Desde la ideología de la clase media, la teleología de la ciencia tiene un matiz rotundamente diferente. Roberto Arlt, por ejemplo, escribe desde un lenguaje popular y técnico, conoce de motores y de mala literatura, y en donde pone su saber es, finalmente, siempre retadoramente inadecuado, inconforme. Pero habla desde su diferencia, imaginando un mundo de aventuras y de redenciones imposibles, de complots aptos para apoderarse del poder y reproducir indebidamente sus mecanismos. Los personajes arltianos fracasan constante y estrepitosamente porque, desde su procedencia, quieren ocupar el lugar de la élite, que, como se verá en este libro, es equivalente a tener la pretensión de ocupar la ciencia desde la experiencia de la técnica: “[L]a ciencia tiene una autoridad a la que la técnica tiene que remitirse” (Sarlo, 1992: 96). De esa subalternidad surge una inversión del empleo literario de la paranoia que constituye el capítulo dos: si las capas más altas de la sociedad ven al invasor en la figura de la otredad racializada o de la mujer, la clase media mira con recelo al manejo del saber científico por parte de las élites que la explotan.

En este volumen, a pesar de caber en la periodización cronológica, no se incluye a autores como Salvador Garmendia, Roberto Arlt y otros porque ya se sitúan en otra visión de los sentidos de la ciencia ficción (Capanna, 1966)[4], que no le pertenece a la construcción de la gubernamentalidad de las élites letradas de entresiglos; tal y como el policial que se despoja de su versión clásica (Lafforgue, Rivera, 1995) se viste de novela social y, en la estela de la serie negra, cuenta crímenes perpetrados desde el poder.

Central en este segundo capítulo es el enfoque paranoico con el que se leen, gracias a Ricardo Piglia, David Punter y Darko Suvin, estos géneros. El régimen de la sospecha se convierte así en un atributo formal y de contenido: los géneros son de por sí paranoicos porque activan necesidades hermenéuticas solapadas y exhiben la probable aparición de una verdad oculta e irracional que amenaza el mundo de los protagonistas. Al mismo tiempo, entonces, se preocupan por recetar un diagnóstico de los males que acechan la patria y diagramar un mapa de las cuevas donde se anidan los monstruos biopolíticos.

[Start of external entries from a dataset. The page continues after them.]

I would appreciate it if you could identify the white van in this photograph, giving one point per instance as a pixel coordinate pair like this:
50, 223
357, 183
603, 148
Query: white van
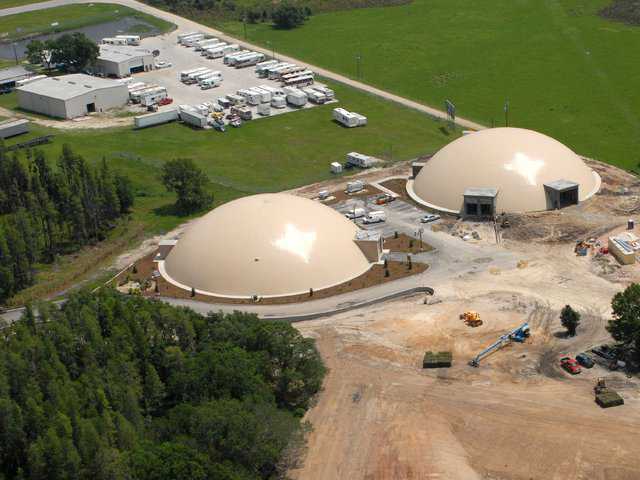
355, 213
376, 216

En el tercer capítulo, se reflexiona sobre las legislaciones que las élites modernas latinoamericanas se atribuyen a través de dichas fantasías. El científico se convierte en el protagonista de unas ficciones en las que solo sus saberes pueden lidiar contra los peligros que rodean las sociedades y atentan contra el progreso. La hegemonía que se atribuyen les permite articular también el sistema de normas y definir las modalidades del castigo y del sacrificio. “La Granja Blanca” de Clemente Palma es el cuento clave en el capítulo ya que, a través de la reproducción de las más clásicas invariantes del gótico, logra estructurar una ficción en la que lo imposible de la narración gótica queda enmarcado en una escritura reguladora del cuerpo social. La legislación de la burguesía criolla sobre los cuerpos de los ciudadanos y, más aún, de las ciudadanas depende de la imposición de un orden del discurso que, desde las ciencias sociales y la literatura, funde la racionalidad del orden burgués. Los géneros masivos, en el surgimiento de una ciudad letrada, se atribuyen a sí mismos un papel central, el de transferir el saber de las élites científicas a una comunidad que no podía dominar un lenguaje sectorial. La literatura vehicula el mensaje de la ciencia, en la medida en que esta no crea solo su sistema de reglas, sino también una conducta social acorde con sus investigaciones: “[L]a definición de la nación no dependió tan solo del poder de la escritura […], sino del pacto de sentido con los nuevos paradigmas científicos, desde la estadística y la medicina hasta las ciencias sociales” (Domínguez, 2021: 34).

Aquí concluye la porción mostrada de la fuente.